Ectopic pregnancy remains the leading cause of death during the first trimester of pregnancy, with a 9%–14% mortality rate. Most patients who have an ectopic pregnancy present with a 5–9 weeks history of amenorrhea, mild pelvic pain, and vaginal spotting.[5]

The main risk factors for ectopic pregnancy include a history of ectopic pregnancy, tubal surgery, and pelvic inflammatory disease and prior cesarean surgeries.[5]

It is important to consider the possibility of a scar pregnancy when risk factors such as previous cesarean section and previous uterine surgeries, dilatation and curettage, myomectomy, and metroplasty are present.[4] In a review of cases of scar pregnancy from 2002 to 2004, Maymon et al. noted that 21 out of 39 (54%) had undergone multiple (≥2) cesareans and 13 had previous dilatation and curettage, which might also be an associated factor.[6]
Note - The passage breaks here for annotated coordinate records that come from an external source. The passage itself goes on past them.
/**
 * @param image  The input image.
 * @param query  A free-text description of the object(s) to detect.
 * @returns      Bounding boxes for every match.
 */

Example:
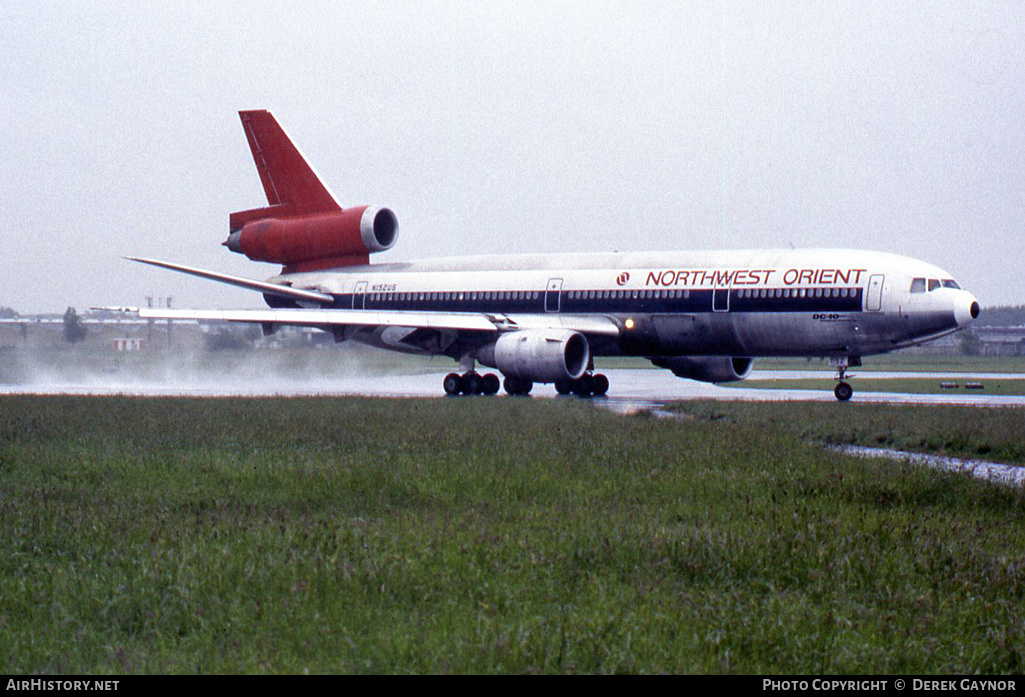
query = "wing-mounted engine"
[477,329,590,382]
[651,356,754,382]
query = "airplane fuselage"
[271,249,978,357]
[117,110,979,401]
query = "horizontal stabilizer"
[125,256,334,302]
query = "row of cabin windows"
[370,279,861,302]
[911,279,960,293]
[567,289,691,300]
[737,288,858,298]
[370,290,540,302]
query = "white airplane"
[110,111,979,401]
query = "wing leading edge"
[114,308,620,337]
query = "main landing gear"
[442,370,502,397]
[556,373,609,398]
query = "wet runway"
[0,369,1025,412]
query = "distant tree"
[64,308,87,343]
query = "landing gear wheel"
[442,373,462,397]
[481,373,502,395]
[833,381,854,402]
[505,376,534,397]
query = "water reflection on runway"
[0,369,1025,412]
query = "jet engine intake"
[477,329,590,382]
[224,206,399,271]
[650,356,754,382]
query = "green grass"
[0,397,1025,674]
[668,402,1025,465]
[754,352,1025,373]
[738,377,1025,396]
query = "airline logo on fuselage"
[639,269,866,288]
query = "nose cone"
[954,292,980,327]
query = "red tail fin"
[224,111,399,273]
[230,110,341,231]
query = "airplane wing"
[110,257,620,337]
[94,308,620,337]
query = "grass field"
[725,377,1025,395]
[0,397,1025,673]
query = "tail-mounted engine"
[224,206,399,273]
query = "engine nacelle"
[651,356,754,382]
[477,329,590,382]
[224,206,399,271]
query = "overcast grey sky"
[0,0,1025,313]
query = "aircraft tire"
[442,373,462,397]
[833,381,854,402]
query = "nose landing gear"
[829,356,861,402]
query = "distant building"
[114,337,146,351]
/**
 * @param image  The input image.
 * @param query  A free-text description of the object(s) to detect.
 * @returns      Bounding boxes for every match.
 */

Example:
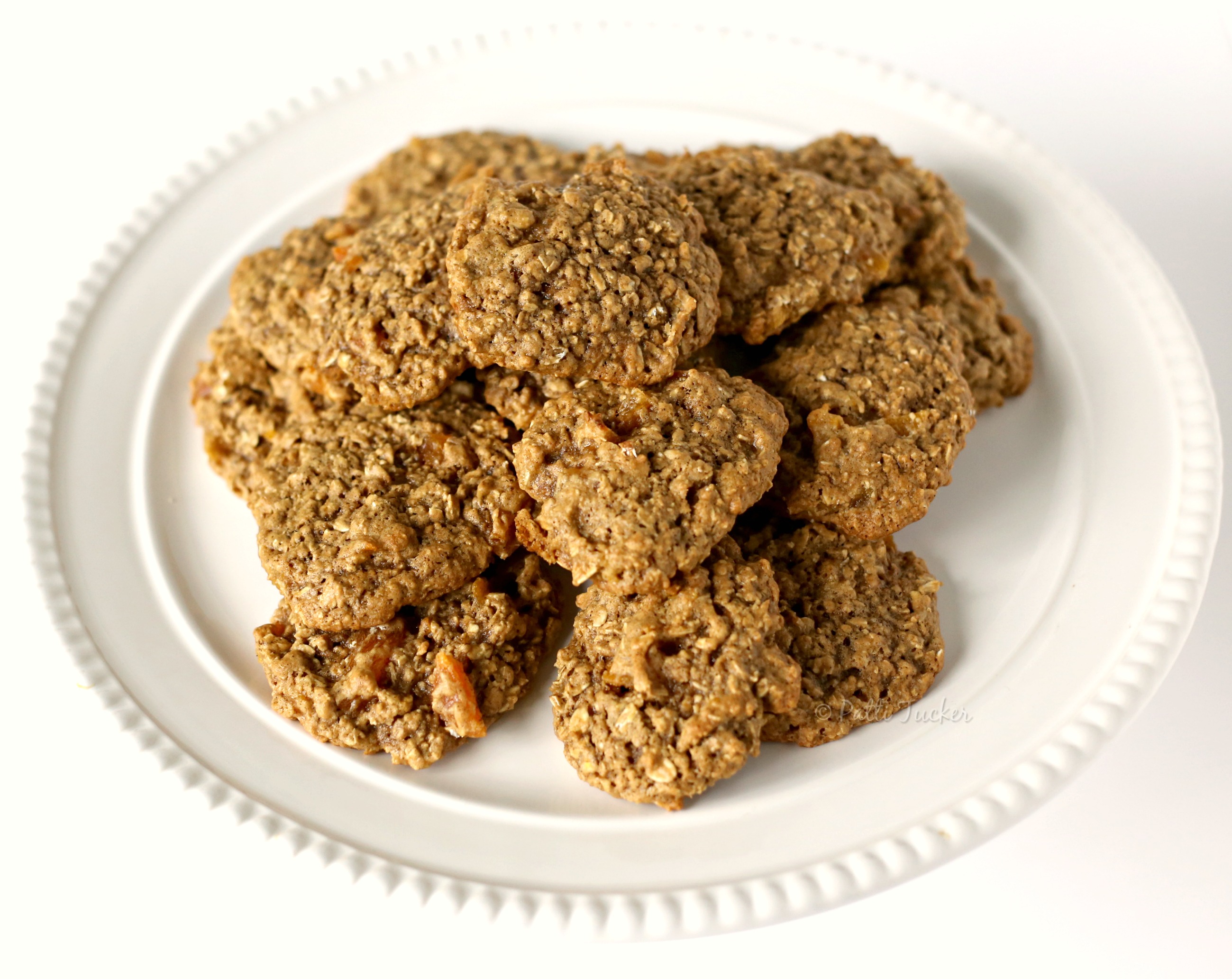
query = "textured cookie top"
[736,521,945,748]
[663,146,902,344]
[191,313,327,499]
[785,133,967,281]
[249,383,526,629]
[514,368,787,594]
[344,132,585,220]
[255,553,561,769]
[314,183,467,412]
[230,218,362,403]
[446,159,720,385]
[552,538,800,809]
[751,299,975,540]
[893,258,1035,412]
[478,367,584,431]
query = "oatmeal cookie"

Furthermore, it has also been noted that cesarean scar pregnancy may have serious complications if not diagnosed early in pregnancy. These include rupture of the uterus at the implantation site and catastrophic hemorrhage.[7] Bladder invasion is a possible sequel if the myometrium is breached completely and the pregnancy is uninterrupted.[7]

Misoprostol, a prostaglandin E1 analog, causes myometrial contractions by interacting with specific receptors on myometrial cells. Adverse effects of misoprostol include uterine hyperstimulation which may lead to uterine rupture. In our case, the patient was advised misoprostol by a local doctor to terminate the pregnancy which is not advisable if the site of pregnancy has not been confirmed by a good quality ultrasound examination. This is because misoprostol appears to increase the risk of rupture of a scar pregnancy.[8] Hence, caution must be exercised when prescribing misoprostol, to avoid complications and preserve future fertility. We recommend that routine ultrasound should be done in early pregnancy before prescribing misoprostol, especially when the patient has had multiple cesarean surgeries in the past.

As was seen in the course of our patient, early abdominal ultrasound examinations did not prove to be of any value in detecting scar pregnancy. TVUS is indispensable in correct diagnosis of scar pregnancy as there is better visualization of the gestational sac and its site of implantation.

It is important to distinguish scar pregnancy from cervical pregnancy. In a cervical pregnancy, the fetus implants in the cervix. In our case, the cervix was differentiated from the scar site by visualizing the spindle-shaped echogenic mucous plug within the cervix. In addition, no myometrium was seen between the gestational sac and the bladder which is very specific of cesarean scar pregnancy.

CONCLUSION

Misoprostol should not be prescribed to the patients for the termination of pregnancy without confirming the exact location of pregnancy. Misoprostol can result in uterine rupture, and the patients with cesarean scar pregnancy are more prone to such rupture.

Declaration of patient consent

The authors certify that they have obtained all appropriate patient consent.

Financial support and sponsorship

Nil.

Conflicts of interest

Dr. Musarrat Hasan is on the Editorial Board of the Journal.